I knew that the dog would die soon and they would come to remove the body. But before that, they would do nothing. In our country, thousands of dogs die on road. Why was I caring for an unnamed street dog? Why was I spoiling my only holiday to win a dead game?

The air was already filthy with a dead smell. I felt at least it should be put on a dry area. With a log I pushed it ...it turned ...its head dropped like a dead man.

I drag it to a dry place in the building. It had stopped the whining already. It had lost its power to express its agony to this world. Only the body was shaking in a feeble quiver. I put a few more drops of water...but in vain. I called it endearingly. It was looking at me ... wide-eyed but not a blink was there.

Gradually it stopped quivering and there was no sound except the ringing of rain.

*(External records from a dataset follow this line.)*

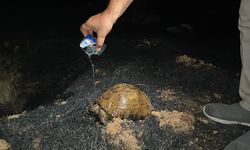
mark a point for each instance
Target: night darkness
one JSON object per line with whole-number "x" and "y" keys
{"x": 48, "y": 79}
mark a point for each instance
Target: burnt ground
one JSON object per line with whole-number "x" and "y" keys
{"x": 56, "y": 116}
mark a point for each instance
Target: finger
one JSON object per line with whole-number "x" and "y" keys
{"x": 85, "y": 30}
{"x": 99, "y": 42}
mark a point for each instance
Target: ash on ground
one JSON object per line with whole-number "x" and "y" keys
{"x": 68, "y": 88}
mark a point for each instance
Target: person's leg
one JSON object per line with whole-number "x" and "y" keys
{"x": 237, "y": 113}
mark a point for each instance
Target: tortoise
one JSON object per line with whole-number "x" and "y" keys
{"x": 123, "y": 100}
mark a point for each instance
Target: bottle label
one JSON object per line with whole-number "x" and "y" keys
{"x": 88, "y": 45}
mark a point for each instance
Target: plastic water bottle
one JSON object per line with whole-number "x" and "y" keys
{"x": 88, "y": 45}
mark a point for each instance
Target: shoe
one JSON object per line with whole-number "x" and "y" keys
{"x": 227, "y": 114}
{"x": 241, "y": 143}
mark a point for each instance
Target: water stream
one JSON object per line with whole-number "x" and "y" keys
{"x": 93, "y": 69}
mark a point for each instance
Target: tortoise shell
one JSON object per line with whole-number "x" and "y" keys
{"x": 124, "y": 101}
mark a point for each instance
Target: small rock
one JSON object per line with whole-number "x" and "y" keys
{"x": 4, "y": 145}
{"x": 36, "y": 143}
{"x": 215, "y": 132}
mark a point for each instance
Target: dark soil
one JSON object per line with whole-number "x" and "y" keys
{"x": 57, "y": 111}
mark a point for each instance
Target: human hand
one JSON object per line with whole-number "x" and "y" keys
{"x": 101, "y": 24}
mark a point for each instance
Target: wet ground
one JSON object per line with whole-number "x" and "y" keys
{"x": 57, "y": 116}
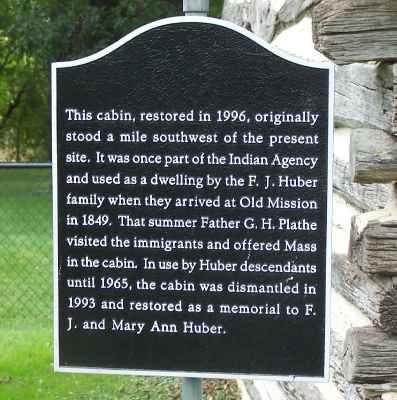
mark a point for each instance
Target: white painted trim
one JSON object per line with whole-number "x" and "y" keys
{"x": 55, "y": 209}
{"x": 192, "y": 374}
{"x": 195, "y": 19}
{"x": 108, "y": 50}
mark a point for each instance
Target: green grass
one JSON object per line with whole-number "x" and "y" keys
{"x": 26, "y": 346}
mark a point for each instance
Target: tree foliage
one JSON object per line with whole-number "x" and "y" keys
{"x": 34, "y": 33}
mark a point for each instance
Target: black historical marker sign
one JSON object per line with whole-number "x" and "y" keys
{"x": 192, "y": 206}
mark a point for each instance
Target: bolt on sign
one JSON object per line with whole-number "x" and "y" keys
{"x": 192, "y": 184}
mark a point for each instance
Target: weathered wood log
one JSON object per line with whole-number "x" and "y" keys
{"x": 374, "y": 295}
{"x": 383, "y": 390}
{"x": 292, "y": 11}
{"x": 364, "y": 197}
{"x": 348, "y": 31}
{"x": 373, "y": 156}
{"x": 364, "y": 96}
{"x": 257, "y": 16}
{"x": 373, "y": 242}
{"x": 370, "y": 355}
{"x": 395, "y": 99}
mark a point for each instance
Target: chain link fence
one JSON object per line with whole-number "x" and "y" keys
{"x": 25, "y": 244}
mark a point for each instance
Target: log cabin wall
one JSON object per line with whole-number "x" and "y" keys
{"x": 360, "y": 37}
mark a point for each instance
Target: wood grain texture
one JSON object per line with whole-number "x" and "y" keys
{"x": 373, "y": 242}
{"x": 395, "y": 99}
{"x": 373, "y": 156}
{"x": 364, "y": 96}
{"x": 364, "y": 197}
{"x": 370, "y": 355}
{"x": 349, "y": 31}
{"x": 292, "y": 11}
{"x": 374, "y": 295}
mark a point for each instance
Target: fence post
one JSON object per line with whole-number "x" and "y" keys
{"x": 192, "y": 387}
{"x": 196, "y": 7}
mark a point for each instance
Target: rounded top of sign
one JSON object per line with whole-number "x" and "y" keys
{"x": 195, "y": 19}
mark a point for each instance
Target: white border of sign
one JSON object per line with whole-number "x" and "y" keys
{"x": 104, "y": 52}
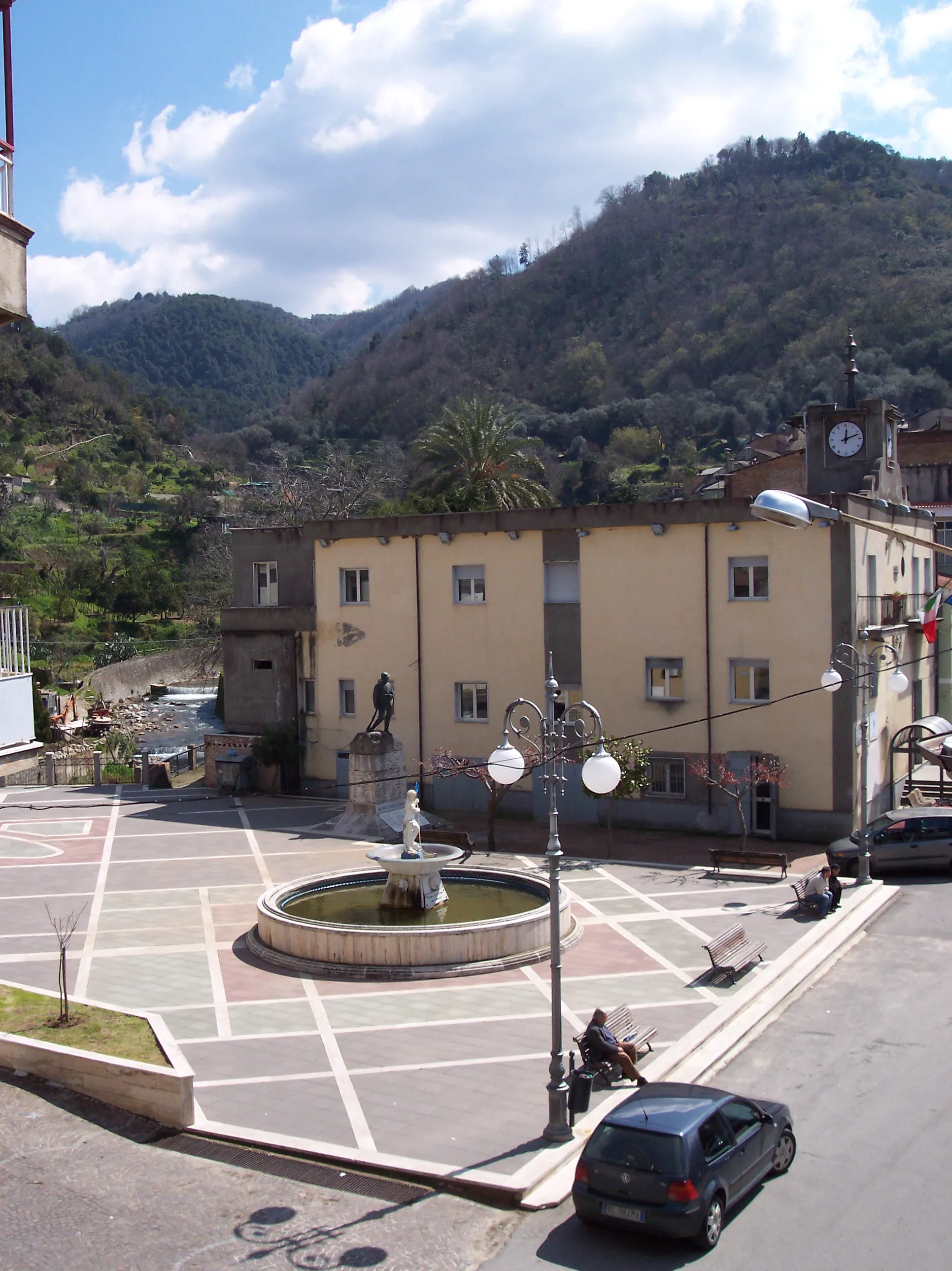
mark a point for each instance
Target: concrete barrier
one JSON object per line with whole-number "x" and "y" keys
{"x": 165, "y": 1095}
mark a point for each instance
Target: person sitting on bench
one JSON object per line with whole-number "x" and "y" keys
{"x": 817, "y": 893}
{"x": 604, "y": 1045}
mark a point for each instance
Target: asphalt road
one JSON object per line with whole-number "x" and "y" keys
{"x": 863, "y": 1062}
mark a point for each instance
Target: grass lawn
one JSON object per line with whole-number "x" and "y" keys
{"x": 30, "y": 1015}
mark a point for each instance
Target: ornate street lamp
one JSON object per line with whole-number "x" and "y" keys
{"x": 859, "y": 669}
{"x": 602, "y": 774}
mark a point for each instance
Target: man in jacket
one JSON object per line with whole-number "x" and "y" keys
{"x": 603, "y": 1044}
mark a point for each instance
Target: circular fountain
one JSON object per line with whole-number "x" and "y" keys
{"x": 358, "y": 924}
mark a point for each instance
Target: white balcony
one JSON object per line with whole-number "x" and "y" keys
{"x": 16, "y": 680}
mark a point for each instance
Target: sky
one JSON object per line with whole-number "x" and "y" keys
{"x": 323, "y": 156}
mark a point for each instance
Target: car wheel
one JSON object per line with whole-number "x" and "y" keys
{"x": 714, "y": 1222}
{"x": 784, "y": 1152}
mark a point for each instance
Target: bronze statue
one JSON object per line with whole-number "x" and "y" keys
{"x": 383, "y": 703}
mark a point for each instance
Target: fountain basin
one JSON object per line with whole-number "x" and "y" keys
{"x": 408, "y": 945}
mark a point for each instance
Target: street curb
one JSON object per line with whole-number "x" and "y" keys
{"x": 726, "y": 1031}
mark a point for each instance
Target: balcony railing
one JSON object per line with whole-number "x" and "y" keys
{"x": 890, "y": 610}
{"x": 5, "y": 178}
{"x": 14, "y": 641}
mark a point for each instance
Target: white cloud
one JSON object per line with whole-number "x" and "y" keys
{"x": 920, "y": 30}
{"x": 242, "y": 77}
{"x": 431, "y": 134}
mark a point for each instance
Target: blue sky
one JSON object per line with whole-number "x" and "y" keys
{"x": 322, "y": 156}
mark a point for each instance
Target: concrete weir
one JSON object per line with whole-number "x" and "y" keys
{"x": 388, "y": 952}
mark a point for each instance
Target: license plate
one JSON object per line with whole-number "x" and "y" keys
{"x": 633, "y": 1215}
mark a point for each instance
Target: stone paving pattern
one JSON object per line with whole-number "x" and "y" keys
{"x": 168, "y": 885}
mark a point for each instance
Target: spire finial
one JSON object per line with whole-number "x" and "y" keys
{"x": 850, "y": 371}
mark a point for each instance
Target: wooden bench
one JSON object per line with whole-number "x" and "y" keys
{"x": 734, "y": 950}
{"x": 800, "y": 889}
{"x": 622, "y": 1025}
{"x": 748, "y": 860}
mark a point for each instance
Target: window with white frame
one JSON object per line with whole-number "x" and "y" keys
{"x": 666, "y": 777}
{"x": 750, "y": 679}
{"x": 472, "y": 702}
{"x": 309, "y": 700}
{"x": 748, "y": 579}
{"x": 349, "y": 697}
{"x": 265, "y": 582}
{"x": 470, "y": 584}
{"x": 567, "y": 701}
{"x": 355, "y": 586}
{"x": 664, "y": 679}
{"x": 562, "y": 582}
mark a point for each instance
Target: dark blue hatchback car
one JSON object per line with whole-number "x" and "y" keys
{"x": 673, "y": 1160}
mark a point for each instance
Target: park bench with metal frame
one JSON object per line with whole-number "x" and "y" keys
{"x": 800, "y": 889}
{"x": 748, "y": 860}
{"x": 621, "y": 1024}
{"x": 733, "y": 951}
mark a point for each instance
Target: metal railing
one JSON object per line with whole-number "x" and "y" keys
{"x": 5, "y": 178}
{"x": 14, "y": 641}
{"x": 890, "y": 610}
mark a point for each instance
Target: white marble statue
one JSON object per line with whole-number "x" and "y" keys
{"x": 412, "y": 847}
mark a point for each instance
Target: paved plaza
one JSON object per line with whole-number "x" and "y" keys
{"x": 444, "y": 1075}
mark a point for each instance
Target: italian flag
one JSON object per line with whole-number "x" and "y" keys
{"x": 931, "y": 614}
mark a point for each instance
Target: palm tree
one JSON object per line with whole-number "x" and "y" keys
{"x": 477, "y": 459}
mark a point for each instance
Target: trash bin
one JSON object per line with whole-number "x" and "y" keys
{"x": 580, "y": 1091}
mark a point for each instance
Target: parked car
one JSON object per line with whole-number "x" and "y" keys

I stood there for a long time. Time got frozen under my feet and in the dead eyes of the dog. Flies started feasting over its body. I was visualizing myself in the place of the dog...hopeless, helpless, and left to die a miserable death. In that grim moment, life and death met in a convergent like.

The dots of the night sky started fainting with the magic spell of soft beams. Torrential rain had dwindled into a drizzle.

Very soon the people would come to work in this construction field. The dead body would be taken by the municipality to dump somewhere to rot far from the locality. In its still open eyes, the world would encounter a new morning, a busy day. 

I took some snapshots on my mobile and left the place to write a story for Sweetycatpress.